For further study, we want to re-consider the following questions in the process of conducting interviews: How do people use IoT wearable technologies to increase the interaction among people? How do users such as the aging population feel being cared for with the help of IoT wearable technologies? How do we value the design team’s role and responsibilities while creating human-centered IoT wearable technologies for people and with people? For the next generation of IoT wearable technologies design, it helps the design team think comprehensively in planning, designing, executing, and refining in regard to target users, especially for the aging population.

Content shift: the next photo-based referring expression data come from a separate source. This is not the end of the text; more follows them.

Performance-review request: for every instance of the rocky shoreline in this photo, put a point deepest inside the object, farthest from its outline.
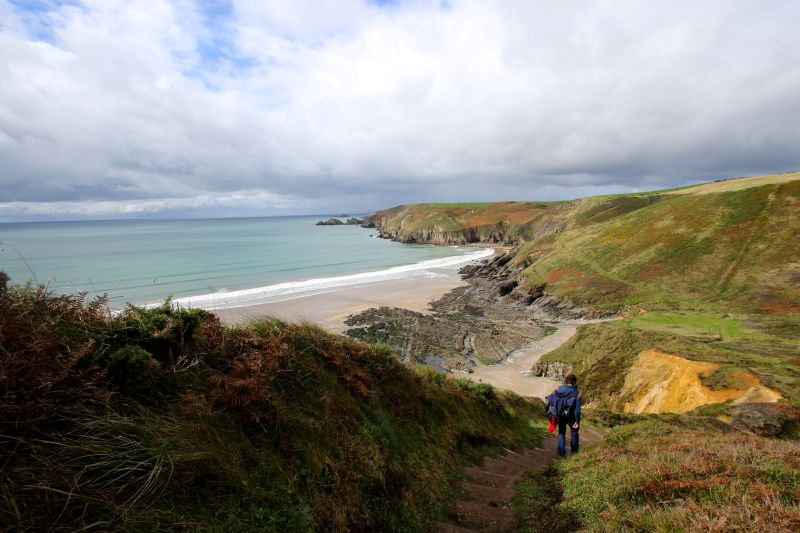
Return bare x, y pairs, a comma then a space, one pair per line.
483, 323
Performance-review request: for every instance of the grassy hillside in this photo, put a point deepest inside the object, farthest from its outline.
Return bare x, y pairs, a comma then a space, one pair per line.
709, 272
163, 419
504, 222
669, 474
714, 250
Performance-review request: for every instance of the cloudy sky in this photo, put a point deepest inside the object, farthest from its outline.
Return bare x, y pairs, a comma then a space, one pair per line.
138, 108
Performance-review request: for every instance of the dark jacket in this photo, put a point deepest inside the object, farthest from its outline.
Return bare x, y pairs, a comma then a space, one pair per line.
568, 391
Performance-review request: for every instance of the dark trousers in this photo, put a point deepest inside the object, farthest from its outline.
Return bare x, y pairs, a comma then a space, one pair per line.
562, 437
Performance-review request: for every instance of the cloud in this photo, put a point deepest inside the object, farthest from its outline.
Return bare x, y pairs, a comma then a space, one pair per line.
162, 106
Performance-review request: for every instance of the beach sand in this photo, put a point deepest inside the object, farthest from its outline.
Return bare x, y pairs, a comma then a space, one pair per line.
329, 309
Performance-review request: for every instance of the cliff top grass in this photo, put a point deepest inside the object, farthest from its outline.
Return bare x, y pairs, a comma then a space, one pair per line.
164, 418
669, 473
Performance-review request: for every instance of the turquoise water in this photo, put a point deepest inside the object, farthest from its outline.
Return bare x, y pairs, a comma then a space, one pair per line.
144, 261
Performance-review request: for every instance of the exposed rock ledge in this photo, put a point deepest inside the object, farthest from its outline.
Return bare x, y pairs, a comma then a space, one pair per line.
556, 370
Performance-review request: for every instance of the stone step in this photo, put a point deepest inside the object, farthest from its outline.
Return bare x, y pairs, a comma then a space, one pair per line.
444, 527
483, 517
502, 466
478, 475
488, 495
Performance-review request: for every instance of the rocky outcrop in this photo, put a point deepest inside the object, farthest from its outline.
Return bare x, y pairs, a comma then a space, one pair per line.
337, 222
556, 370
767, 419
330, 222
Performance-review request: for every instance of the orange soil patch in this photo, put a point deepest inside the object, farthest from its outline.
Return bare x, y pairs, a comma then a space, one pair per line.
664, 383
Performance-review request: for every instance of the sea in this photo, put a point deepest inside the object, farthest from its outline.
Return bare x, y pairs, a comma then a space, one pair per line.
214, 263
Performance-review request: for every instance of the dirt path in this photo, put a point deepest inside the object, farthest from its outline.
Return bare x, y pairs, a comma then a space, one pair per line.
509, 374
489, 488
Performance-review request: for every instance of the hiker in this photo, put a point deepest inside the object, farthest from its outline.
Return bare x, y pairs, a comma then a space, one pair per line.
564, 409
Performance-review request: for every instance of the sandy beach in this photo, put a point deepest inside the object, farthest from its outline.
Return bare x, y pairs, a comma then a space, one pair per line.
329, 309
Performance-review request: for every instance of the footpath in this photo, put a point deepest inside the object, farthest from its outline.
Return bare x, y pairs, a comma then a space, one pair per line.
489, 488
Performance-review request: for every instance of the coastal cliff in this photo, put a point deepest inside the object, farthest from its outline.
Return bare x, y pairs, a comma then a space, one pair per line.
707, 272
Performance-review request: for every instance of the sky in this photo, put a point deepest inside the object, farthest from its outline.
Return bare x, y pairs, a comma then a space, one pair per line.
172, 108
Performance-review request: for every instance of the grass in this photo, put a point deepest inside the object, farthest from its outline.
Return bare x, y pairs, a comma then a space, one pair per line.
725, 328
458, 204
166, 419
667, 473
682, 474
602, 353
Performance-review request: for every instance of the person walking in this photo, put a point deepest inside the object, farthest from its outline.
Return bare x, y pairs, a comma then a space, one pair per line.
564, 408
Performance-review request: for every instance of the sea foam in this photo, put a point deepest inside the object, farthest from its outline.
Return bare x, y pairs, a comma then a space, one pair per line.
295, 289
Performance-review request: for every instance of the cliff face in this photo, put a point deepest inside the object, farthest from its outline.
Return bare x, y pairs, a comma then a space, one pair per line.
502, 223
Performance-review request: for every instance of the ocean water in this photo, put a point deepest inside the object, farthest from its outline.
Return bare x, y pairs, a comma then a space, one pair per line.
213, 263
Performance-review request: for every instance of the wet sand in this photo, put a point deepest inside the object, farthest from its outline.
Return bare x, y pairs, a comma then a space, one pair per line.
508, 374
329, 309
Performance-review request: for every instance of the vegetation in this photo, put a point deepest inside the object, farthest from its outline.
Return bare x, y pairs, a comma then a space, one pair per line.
163, 418
670, 473
708, 272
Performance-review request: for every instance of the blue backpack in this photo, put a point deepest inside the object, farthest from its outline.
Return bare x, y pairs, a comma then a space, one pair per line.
561, 406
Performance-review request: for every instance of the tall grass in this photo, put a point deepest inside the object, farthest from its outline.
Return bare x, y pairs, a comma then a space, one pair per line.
166, 419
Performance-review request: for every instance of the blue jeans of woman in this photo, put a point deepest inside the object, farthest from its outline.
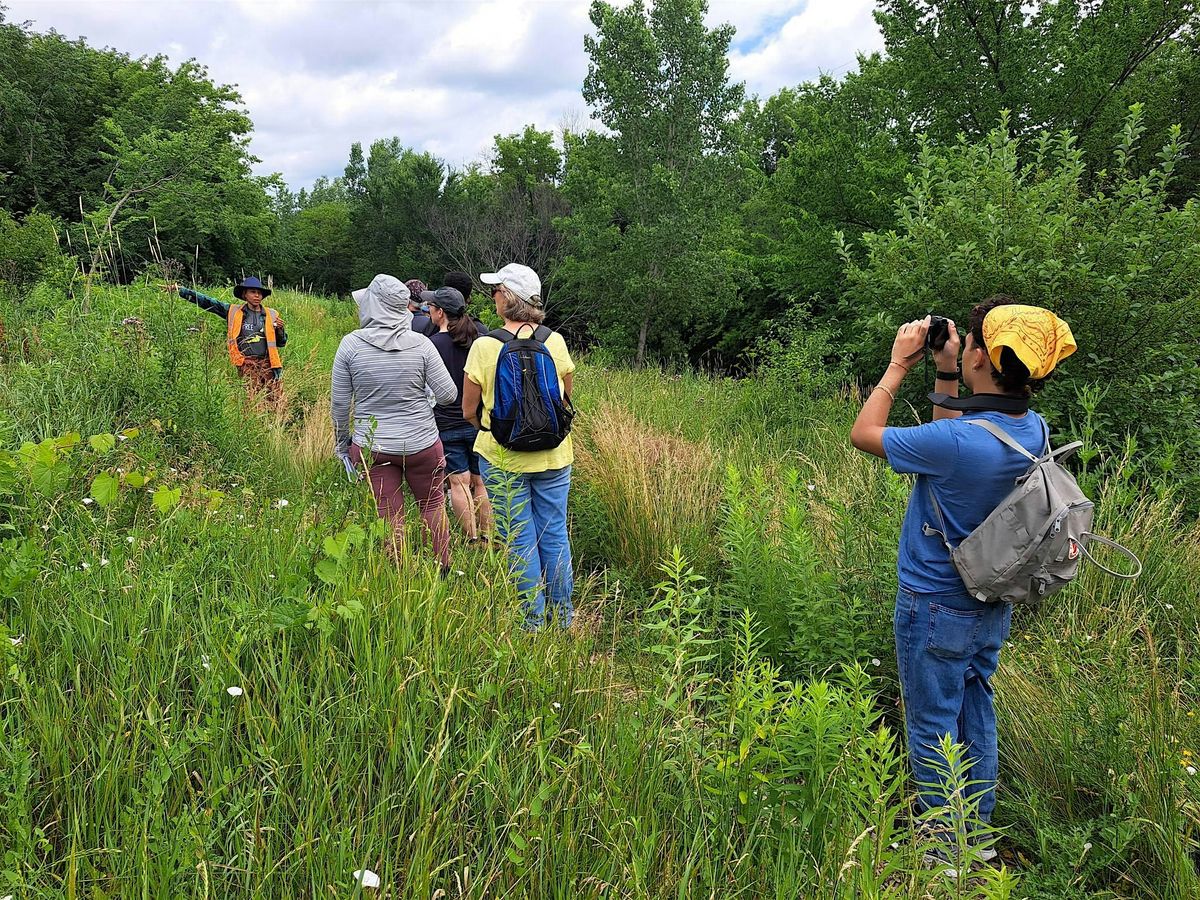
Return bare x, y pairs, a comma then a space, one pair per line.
948, 649
531, 519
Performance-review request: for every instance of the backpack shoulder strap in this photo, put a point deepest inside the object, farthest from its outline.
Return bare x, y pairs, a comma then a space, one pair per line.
1005, 437
929, 531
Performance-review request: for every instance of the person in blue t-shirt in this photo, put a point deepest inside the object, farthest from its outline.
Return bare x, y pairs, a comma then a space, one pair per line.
948, 642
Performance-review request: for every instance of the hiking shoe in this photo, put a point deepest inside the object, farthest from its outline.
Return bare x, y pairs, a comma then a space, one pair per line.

Future research can apply the result of this study as fundamental resource and conduct more expert interviews targeted to specific fields with our interview flow (Fig. 2). Also, the methodology can be applied to interviewing potential end users’ interviews to get more practical insights and perspectives toward IoT wearable technologies. From the practice perspective, the study can be interpreted from three angles: (1) the results can serve as a checklist for the IoT wearable technology design team, including designers, developers, and engineers to consider the non-technological and human-centered aspects; (2) the results related to data privacy, security and societal implications can serve as resources for policymakers and regulatory bodies to set up ethical standards around the collection and use of data; and (3) the results can be utilized by generally target users (e.g. aging population) to evaluate the positive and negative impacts of IoT wearable technologies on their life.

Since IoT wearable technologies consist of a relatively wide range of products, service, and techniques as well as methodologies, future research can take a more comprehensive approach to address dimensions and aspects of IoT wearable technologies design. A possible approach is to invite experienced industry experts from diverse fields and target discussions in specific domains, such as wearable devices to enhance aging population well-being or wearable products for communication. Moreover, interviews and surveys with a larger group of diverse stakeholders, including end users, need to be conducted to incorporate different perspectives and voices into the research process and obtain deeper insights into IoT wearable technologies design and application.